Your only option would be to put the light switches at the lamp via pull-cords and the like (though, building codes may have a big problem with this) and reassign the two available wires to always-hot and neutral.
This can be done with smart switches. We are not a shopping site, so it isn't for us to recommend brands. But the general idea is that you re-task your two wires to be always-hot and neutral, so that all sites have power all the time.
In the switch location goes a smart switch which is able to transmit signals either over the powerline, or via radio (wireless). Inside the lamp, underneath the ceiling rose, goes a partner electronic module to the smart switch.
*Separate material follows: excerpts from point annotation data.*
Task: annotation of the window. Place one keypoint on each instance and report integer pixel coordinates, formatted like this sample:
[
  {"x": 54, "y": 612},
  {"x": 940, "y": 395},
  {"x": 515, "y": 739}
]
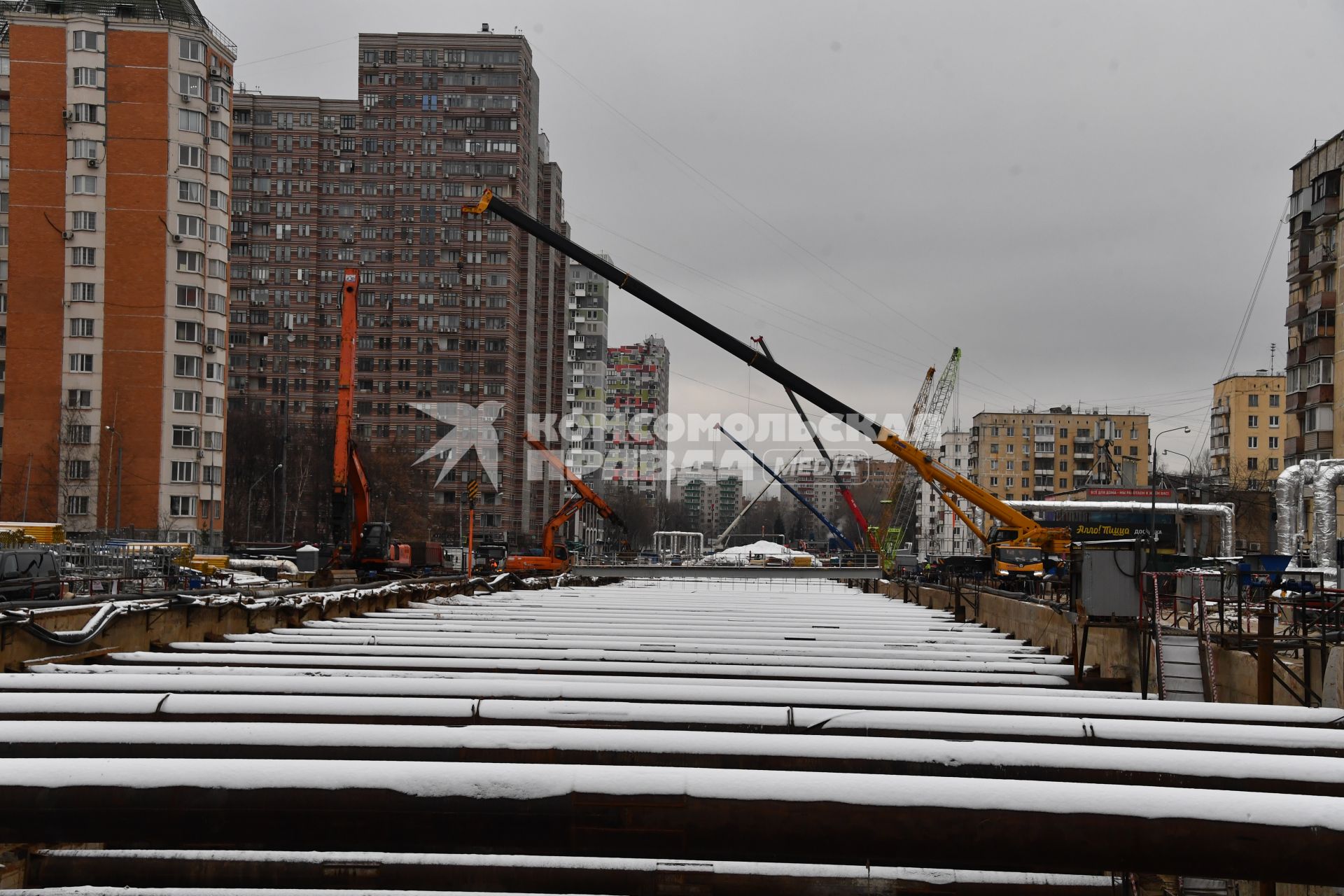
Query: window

It inputs always-hot and neutral, and listens to the powerline/radio for a "turn on/turn off" command sent from the smart switch. It outputs "switched-hot", which goes the few inches to the lamp proper. The lamp also uses the neutral which is present.
GFCI is a snag
One problem with powerline-transmitting smart switches is they cannot transmit through a GFCI device. You may be tempted to slap up a GFCI+receptacle combo device at the outlet location to satisfy Code and for the genuine safety value it provides. If you do, don't use the LOAD terminals. Pigtail the downward wires and attach only to the LINE terminals. I recommend this very often, but in this case it's to assure the light and switch are on the same side of the GFCI device.
Now if you have a GFCI device (such as a GFCI deadfront or breaker) before the switch that protects this circuit, then the whole works is already on the load side of that GFCI, and switch and light should be able to communicate just fine.